Competitive Market Analysis (CMAs) are easy to find and study. And, they are most often pretty simple. What do most Realtors® do to calculate home values? In the real world, in small offices all across America, Realtors® use the magical formula – price-per-square-foot. Most agents will take 3/4/5 sales which they deem the most “comparable” and calculate a price-per-sqft. They take the average price-per-sqft of their comps and then apply that average number to their listing’s square footage total. Where they get that number from is one of those “it depends.” Too many agents simply take the sqft number from the local tax office and do the math (Very few agents measure homes any more). Let’s just say we have a 2,200 sqft dwelling, and multiply that number times the average of $120.00 per-sqft, and they get a listing price of $264,000. The problem starts with the accuracy of the tax department’s sqft numbers. After over a decade of studying the tax records, these numbers are wrong far more often than they are right. With the exception of large urban markets where there are thousands of similar homes built in tract developments, the majority of sqft information in tax records is wrong; and in error enough to change home values anywhere from five to fifty grand. Think about that! (It’s not the tax department’s job to get precise sqft data. They don’t need it and never get to go inside any house-mission impossible).
Realtors® have the least amount of training of anyone who works in the home buying/selling process, and they typically get paid the most (anything wrong with that picture?). Most don’t get the training they need to really do a professional job of pricing homes. For the agents who say “we just don’t use a price-per-sqft formula,” I say let’s look at the last five CMA’s from your office and then we’ll talk.
After an agent prices a home and gets a contract, then the sky darkens and the world rumbles with changes. All of a sudden everybody wants to know every detail of how the home is valued. They want to know every choice an appraiser makes. They want things explained that take appraisers years to learn. So even if the appraiser explains it in great detail, they have no clue. It’s like the janitor insisting the doctor explain every move he/she makes. What a crazy system we have grown into since Dodd-Frank. Just imagine if we asked a few of these questions to real estate agents… silence would fill the air.
Appraisers get the blame for too many low appraisals, when the real problem started at the beginning of the process with the listing agent, who might have been swayed by Zillow® or the over-confident home-owner, or even the mailman who has a daughter that works in real estate in the next state over. In the big picture, our system is out of control and common sense has left the building. All this talk of standardization and big data is useless without accurate data, and MLS just doesn’t provide it anymore. Every property is unique in some aspect and appraisers are the best chance at finding out the fair value. Is the system perfect, no. However, it is far superior to any automated solution. Local expertise and a physical inspection are important parts of consumer protection. Without it, and without a living, human appraiser in the process, consumers will end up being cheated. All this technology is meant to help the appraiser, not to replace them. The automated revolution needs to be stopped in its tracks. It is NOT the answer to better appraisals.

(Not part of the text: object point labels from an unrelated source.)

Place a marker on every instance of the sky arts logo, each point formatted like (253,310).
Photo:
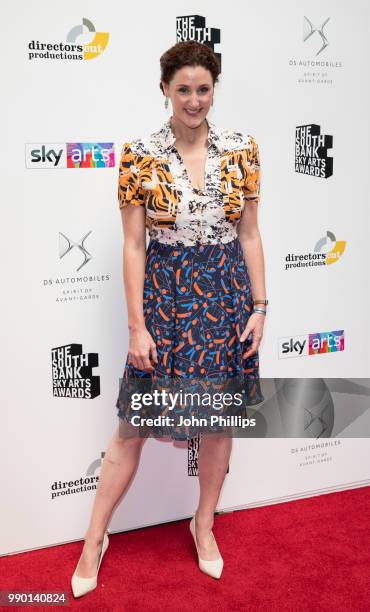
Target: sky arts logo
(311,344)
(327,250)
(70,155)
(82,42)
(311,151)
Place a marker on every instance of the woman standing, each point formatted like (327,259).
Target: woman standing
(191,294)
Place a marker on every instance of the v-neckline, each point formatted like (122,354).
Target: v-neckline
(192,187)
(206,168)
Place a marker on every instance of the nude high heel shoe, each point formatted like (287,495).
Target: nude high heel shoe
(81,586)
(212,568)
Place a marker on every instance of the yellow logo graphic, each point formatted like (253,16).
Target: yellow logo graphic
(96,45)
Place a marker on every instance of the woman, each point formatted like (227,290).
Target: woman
(191,294)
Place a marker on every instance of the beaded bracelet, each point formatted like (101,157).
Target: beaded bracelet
(259,310)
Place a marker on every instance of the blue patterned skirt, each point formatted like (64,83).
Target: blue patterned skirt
(197,301)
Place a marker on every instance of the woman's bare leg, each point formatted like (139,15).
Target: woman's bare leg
(213,460)
(118,466)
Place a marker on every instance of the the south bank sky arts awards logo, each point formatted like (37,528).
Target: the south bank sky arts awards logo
(72,372)
(193,27)
(311,151)
(327,250)
(82,42)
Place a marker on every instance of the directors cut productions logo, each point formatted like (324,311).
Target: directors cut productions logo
(193,27)
(311,344)
(311,151)
(327,250)
(81,484)
(72,372)
(82,43)
(59,155)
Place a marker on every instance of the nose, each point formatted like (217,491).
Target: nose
(194,102)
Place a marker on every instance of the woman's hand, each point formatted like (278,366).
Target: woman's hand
(141,349)
(255,325)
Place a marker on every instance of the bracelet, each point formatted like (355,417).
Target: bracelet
(260,310)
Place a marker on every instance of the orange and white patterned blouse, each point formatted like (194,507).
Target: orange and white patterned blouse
(152,175)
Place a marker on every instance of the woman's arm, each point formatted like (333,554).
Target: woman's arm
(251,242)
(134,257)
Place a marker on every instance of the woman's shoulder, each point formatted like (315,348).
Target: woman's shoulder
(234,139)
(140,145)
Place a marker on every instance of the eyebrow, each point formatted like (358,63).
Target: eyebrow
(184,85)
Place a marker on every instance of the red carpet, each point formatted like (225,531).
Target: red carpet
(306,555)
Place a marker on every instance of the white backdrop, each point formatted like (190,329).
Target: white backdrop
(270,84)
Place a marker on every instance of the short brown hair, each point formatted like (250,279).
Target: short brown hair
(188,53)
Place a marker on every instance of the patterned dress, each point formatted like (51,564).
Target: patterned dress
(197,294)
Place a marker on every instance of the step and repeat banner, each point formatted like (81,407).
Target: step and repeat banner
(80,80)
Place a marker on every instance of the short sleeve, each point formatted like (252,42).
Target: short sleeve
(129,188)
(252,181)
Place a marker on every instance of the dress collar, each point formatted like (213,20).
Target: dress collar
(166,138)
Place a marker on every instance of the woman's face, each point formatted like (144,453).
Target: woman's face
(191,92)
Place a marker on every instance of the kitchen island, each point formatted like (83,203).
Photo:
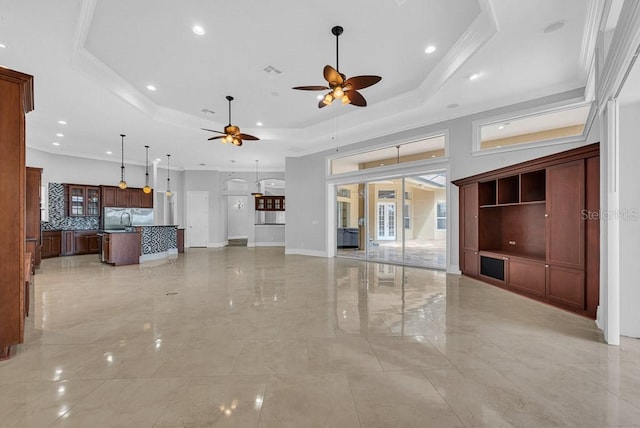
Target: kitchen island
(139,244)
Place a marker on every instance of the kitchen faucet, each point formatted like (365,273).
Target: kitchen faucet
(122,217)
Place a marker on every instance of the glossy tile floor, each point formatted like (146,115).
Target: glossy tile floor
(241,337)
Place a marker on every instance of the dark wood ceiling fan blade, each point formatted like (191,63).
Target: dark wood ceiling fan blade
(332,76)
(311,88)
(356,98)
(231,129)
(212,130)
(361,82)
(247,137)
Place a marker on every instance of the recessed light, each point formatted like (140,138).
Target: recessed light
(554,27)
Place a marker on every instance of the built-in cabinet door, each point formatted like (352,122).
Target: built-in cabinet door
(122,198)
(566,286)
(147,200)
(527,276)
(469,216)
(565,222)
(68,243)
(109,196)
(135,198)
(470,263)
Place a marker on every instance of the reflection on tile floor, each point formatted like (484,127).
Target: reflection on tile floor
(431,254)
(253,338)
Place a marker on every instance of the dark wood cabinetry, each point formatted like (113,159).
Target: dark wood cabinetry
(67,243)
(523,228)
(32,212)
(121,248)
(269,203)
(82,200)
(51,244)
(86,242)
(131,197)
(16,100)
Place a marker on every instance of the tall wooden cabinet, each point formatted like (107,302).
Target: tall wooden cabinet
(16,100)
(32,207)
(527,228)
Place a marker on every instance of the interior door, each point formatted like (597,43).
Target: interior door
(198,218)
(386,221)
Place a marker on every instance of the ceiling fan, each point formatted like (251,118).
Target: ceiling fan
(339,86)
(231,132)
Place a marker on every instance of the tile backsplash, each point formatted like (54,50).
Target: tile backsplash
(57,218)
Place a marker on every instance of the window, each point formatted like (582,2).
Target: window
(441,215)
(556,125)
(424,149)
(343,193)
(386,194)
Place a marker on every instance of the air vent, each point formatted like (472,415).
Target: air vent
(271,70)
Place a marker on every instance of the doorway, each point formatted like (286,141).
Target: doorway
(198,218)
(399,221)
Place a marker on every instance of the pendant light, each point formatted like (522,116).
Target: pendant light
(122,184)
(168,192)
(146,188)
(257,193)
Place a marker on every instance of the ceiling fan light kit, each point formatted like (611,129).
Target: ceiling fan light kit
(231,132)
(341,88)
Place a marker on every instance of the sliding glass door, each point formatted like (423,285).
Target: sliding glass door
(399,221)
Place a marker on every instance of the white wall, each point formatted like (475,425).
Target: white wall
(306,230)
(214,183)
(629,216)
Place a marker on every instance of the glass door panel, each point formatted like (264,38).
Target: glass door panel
(350,220)
(425,220)
(384,221)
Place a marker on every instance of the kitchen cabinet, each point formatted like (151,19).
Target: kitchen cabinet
(82,200)
(131,197)
(86,242)
(67,243)
(32,209)
(51,244)
(122,248)
(16,101)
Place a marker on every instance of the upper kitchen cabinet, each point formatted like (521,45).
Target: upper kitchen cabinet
(131,197)
(82,200)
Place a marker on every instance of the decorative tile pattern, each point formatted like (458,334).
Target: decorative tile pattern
(57,218)
(158,239)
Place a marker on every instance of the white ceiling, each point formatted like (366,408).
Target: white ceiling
(93,59)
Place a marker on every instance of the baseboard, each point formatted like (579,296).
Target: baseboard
(303,252)
(454,269)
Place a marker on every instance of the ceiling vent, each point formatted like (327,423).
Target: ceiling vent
(271,71)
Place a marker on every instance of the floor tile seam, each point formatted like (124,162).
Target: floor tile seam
(77,403)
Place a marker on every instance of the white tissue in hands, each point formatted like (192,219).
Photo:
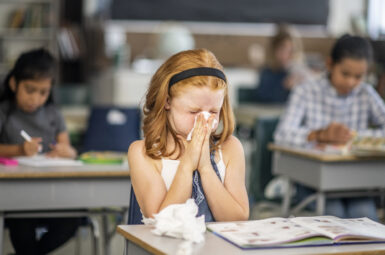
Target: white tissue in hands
(179,221)
(206,115)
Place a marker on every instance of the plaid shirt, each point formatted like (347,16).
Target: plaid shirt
(314,106)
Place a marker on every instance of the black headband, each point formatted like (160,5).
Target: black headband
(200,71)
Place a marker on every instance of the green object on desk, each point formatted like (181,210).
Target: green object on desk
(102,158)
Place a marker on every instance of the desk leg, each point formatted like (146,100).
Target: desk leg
(105,239)
(320,203)
(287,199)
(125,247)
(1,232)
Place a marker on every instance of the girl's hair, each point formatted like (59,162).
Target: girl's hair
(284,33)
(155,123)
(32,65)
(355,47)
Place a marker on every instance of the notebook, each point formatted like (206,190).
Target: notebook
(43,161)
(299,231)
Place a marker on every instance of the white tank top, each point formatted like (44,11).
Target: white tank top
(170,166)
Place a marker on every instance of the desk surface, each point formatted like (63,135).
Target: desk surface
(22,172)
(320,155)
(141,236)
(246,114)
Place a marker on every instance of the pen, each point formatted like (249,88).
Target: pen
(28,138)
(25,136)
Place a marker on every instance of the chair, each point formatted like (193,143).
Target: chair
(134,213)
(261,160)
(111,128)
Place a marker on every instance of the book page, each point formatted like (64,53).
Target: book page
(267,232)
(344,229)
(43,161)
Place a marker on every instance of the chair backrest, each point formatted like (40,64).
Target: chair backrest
(261,160)
(111,128)
(134,213)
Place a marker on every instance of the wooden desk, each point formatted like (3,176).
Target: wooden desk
(329,174)
(25,189)
(142,241)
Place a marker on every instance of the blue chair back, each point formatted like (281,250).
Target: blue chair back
(111,129)
(261,174)
(134,214)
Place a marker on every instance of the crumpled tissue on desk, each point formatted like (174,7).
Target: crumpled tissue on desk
(179,221)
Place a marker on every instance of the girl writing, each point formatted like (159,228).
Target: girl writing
(26,104)
(332,109)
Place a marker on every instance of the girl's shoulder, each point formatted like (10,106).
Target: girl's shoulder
(137,148)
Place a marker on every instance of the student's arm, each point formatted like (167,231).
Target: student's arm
(377,115)
(63,147)
(26,149)
(335,133)
(227,201)
(290,130)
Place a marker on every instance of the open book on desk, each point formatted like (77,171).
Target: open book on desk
(44,161)
(298,232)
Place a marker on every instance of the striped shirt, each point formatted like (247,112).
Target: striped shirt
(314,106)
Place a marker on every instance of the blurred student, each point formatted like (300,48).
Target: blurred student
(26,104)
(284,67)
(332,109)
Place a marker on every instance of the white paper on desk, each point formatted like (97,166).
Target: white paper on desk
(44,161)
(179,221)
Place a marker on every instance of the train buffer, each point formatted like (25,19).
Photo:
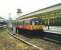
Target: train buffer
(54,29)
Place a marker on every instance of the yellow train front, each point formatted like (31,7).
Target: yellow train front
(30,26)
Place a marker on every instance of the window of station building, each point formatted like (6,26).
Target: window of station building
(36,21)
(27,22)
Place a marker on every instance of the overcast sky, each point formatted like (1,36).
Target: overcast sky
(27,6)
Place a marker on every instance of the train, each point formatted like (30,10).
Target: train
(31,25)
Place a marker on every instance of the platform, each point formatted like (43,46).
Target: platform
(53,29)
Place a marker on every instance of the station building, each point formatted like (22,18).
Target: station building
(50,15)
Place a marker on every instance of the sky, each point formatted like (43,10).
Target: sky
(10,6)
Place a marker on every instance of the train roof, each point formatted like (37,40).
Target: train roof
(44,10)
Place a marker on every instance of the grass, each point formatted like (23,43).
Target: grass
(7,42)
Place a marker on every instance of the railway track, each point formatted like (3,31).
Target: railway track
(30,44)
(41,40)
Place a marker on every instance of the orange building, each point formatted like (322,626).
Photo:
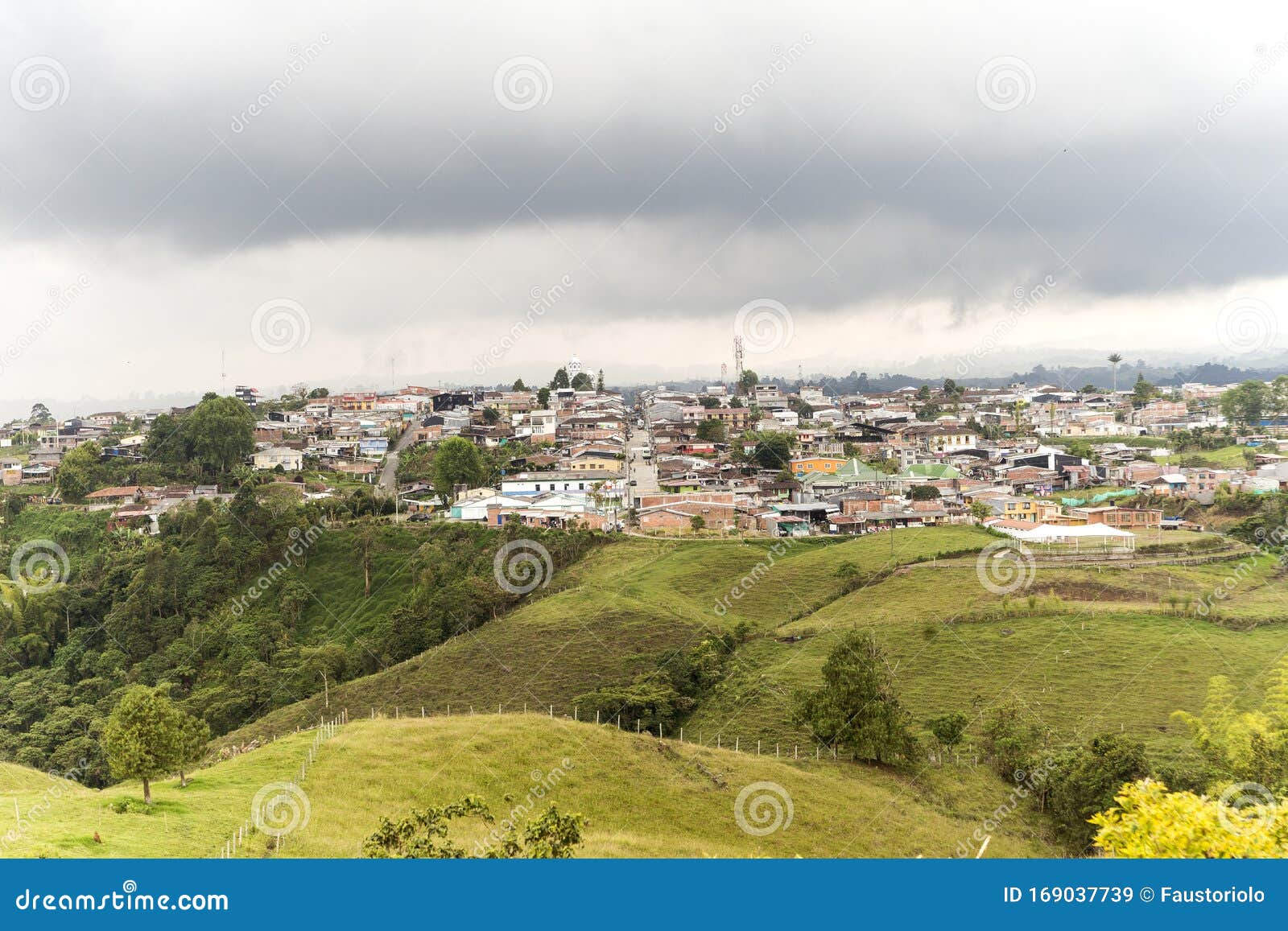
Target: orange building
(815,465)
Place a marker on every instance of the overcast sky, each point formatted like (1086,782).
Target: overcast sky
(321,191)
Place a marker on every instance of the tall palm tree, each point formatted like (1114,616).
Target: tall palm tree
(1114,358)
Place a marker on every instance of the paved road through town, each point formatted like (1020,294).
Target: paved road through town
(644,474)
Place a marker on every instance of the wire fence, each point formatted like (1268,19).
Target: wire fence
(324,731)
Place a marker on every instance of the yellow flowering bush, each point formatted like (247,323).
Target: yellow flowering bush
(1246,821)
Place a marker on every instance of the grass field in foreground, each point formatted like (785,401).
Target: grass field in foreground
(643,797)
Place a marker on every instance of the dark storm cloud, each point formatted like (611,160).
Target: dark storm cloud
(869,167)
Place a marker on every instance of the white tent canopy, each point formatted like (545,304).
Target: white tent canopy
(1079,536)
(1051,533)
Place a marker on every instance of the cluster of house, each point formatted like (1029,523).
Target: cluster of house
(683,460)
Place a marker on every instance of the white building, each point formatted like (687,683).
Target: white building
(290,460)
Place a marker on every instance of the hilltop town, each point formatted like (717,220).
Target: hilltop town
(1046,463)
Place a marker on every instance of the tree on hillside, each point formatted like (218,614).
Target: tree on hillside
(457,463)
(1245,744)
(950,729)
(193,735)
(1114,358)
(370,541)
(1084,781)
(712,430)
(76,472)
(221,431)
(1246,403)
(142,737)
(857,708)
(1143,390)
(423,834)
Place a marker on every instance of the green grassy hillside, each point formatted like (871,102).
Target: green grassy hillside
(643,797)
(620,608)
(1100,648)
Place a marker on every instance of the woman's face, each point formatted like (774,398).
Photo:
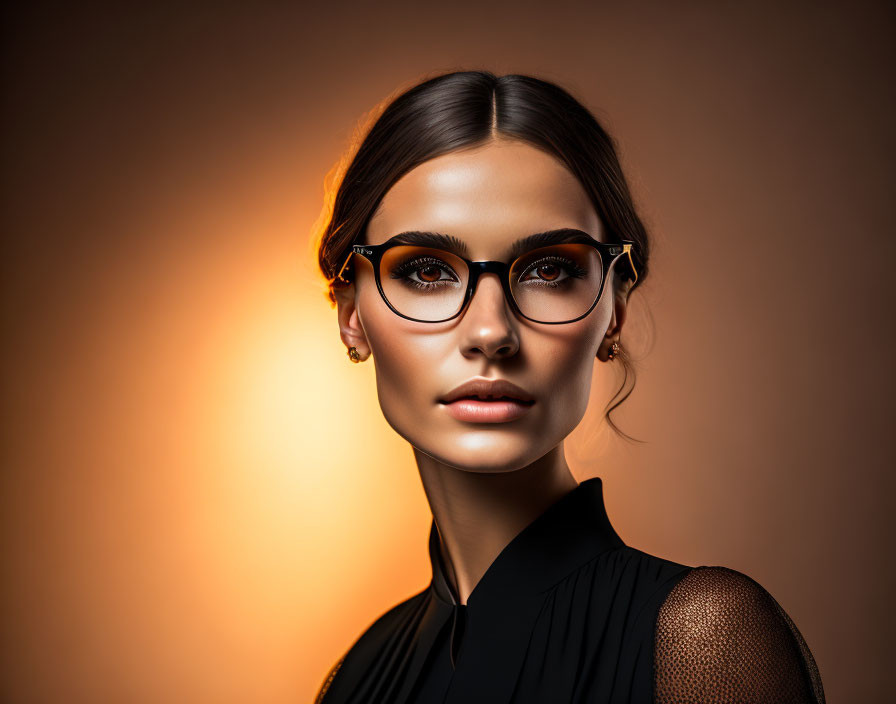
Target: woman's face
(488,197)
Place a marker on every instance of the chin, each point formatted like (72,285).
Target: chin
(481,451)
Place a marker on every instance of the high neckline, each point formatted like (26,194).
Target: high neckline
(567,534)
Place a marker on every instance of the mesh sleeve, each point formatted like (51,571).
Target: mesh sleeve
(722,638)
(327,681)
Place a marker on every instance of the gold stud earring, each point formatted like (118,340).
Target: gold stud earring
(613,351)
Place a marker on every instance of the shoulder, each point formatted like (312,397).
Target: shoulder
(396,618)
(373,638)
(719,631)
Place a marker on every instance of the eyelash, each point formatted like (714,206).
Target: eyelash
(572,269)
(408,267)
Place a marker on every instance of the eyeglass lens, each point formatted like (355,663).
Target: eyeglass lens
(549,284)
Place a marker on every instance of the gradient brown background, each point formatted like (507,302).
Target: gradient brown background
(183,517)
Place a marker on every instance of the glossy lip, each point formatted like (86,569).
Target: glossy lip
(483,400)
(477,411)
(484,388)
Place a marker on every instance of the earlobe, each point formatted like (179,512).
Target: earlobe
(606,352)
(350,328)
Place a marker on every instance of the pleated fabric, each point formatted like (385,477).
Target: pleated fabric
(566,613)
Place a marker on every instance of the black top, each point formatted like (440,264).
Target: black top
(568,613)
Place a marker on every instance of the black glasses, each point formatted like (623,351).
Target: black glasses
(559,283)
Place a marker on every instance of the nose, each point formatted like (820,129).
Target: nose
(488,325)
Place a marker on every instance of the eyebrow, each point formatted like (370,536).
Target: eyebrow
(518,248)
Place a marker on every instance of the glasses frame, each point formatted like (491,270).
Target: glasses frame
(609,253)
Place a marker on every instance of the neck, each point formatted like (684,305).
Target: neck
(477,514)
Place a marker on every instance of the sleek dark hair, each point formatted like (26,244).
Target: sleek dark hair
(462,110)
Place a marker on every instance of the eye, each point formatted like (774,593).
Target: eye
(424,272)
(552,271)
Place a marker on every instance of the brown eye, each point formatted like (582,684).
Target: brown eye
(429,274)
(548,272)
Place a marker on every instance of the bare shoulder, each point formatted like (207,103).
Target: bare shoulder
(720,635)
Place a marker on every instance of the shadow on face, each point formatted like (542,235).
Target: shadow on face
(487,198)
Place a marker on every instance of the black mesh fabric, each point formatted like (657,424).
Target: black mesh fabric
(721,637)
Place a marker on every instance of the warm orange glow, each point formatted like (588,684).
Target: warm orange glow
(201,499)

It’s time to look a little closer at the home pricing system at the beginning stages of the process. And, to look closer at the MLS and how real estate agents are trained. It’s time to get off the appraisal reform bandwagon and look at Realtor® reform, which actually might make the system better. All banks see is the potential profits from an automated valuation system. If the government truly cared about consumer protection, the real estate pricing system needs a make-over. We need to reform real estate education, improve the “quality” in MLS, and get Realtors® to be more responsible for the real property information they provide.